Attribution of Responsibility for Economic Policy Issues in the Mainstream Media

Susana Rogeiro Nina (2021) - Attribution of Responsibility for Economic Policy Issues in the Mainstream Media, Before (2002-2009) and after (20011-216) the Great Recession

The literature widely considers that the attribution of responsibility frame tends to prevail on media coverage of economic news, as attributing responsibility can act as a powerful frame to shape the public understanding of who is responsible for a specific economic issue. However, in a multilevel structure such as the EU, where boundaries between national and supranational levels are often blurred, a phenomenon that tends to be amplified in an economic crisis context and the increasing politicisation of European issues. This paper considers a very specific policy issue, the economic crisis, in three countries: Ireland, Portugal and Spain.
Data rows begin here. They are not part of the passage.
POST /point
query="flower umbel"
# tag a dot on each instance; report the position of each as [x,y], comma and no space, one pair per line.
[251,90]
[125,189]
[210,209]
Through an in-deep manual content analysis of more than 600 economic articles published in the two daily mainstream newspapers of each country, during 14 national elections held before and after the Great Recession, this paper has two goals. Firstly, to show the politicisation of EU economic issues in Ireland, Portugal and Spain, before and after the crisis. This is important because it focuses concretely on the constitutive policy issue par excellence, which reflects the Eurozone crisis in print media. Secondly, it seeks to understand which actors the national media attribute responsibility to for the economic problem in EU economic articles. The empirical evidence show that the Irish media unequivocally supra-nationalised the responsibility for European economic issues, while in Portugal and Spain the national media presented a trend to nationalise the attribution of responsibility. Moreover, in the southern European countries, national actors tended to prevail on the critical moments of national economy, such as the outbreak of the Eurozone crisis. At the European level, the actors to which the main responsibility was attributed were mainly supranational institutions.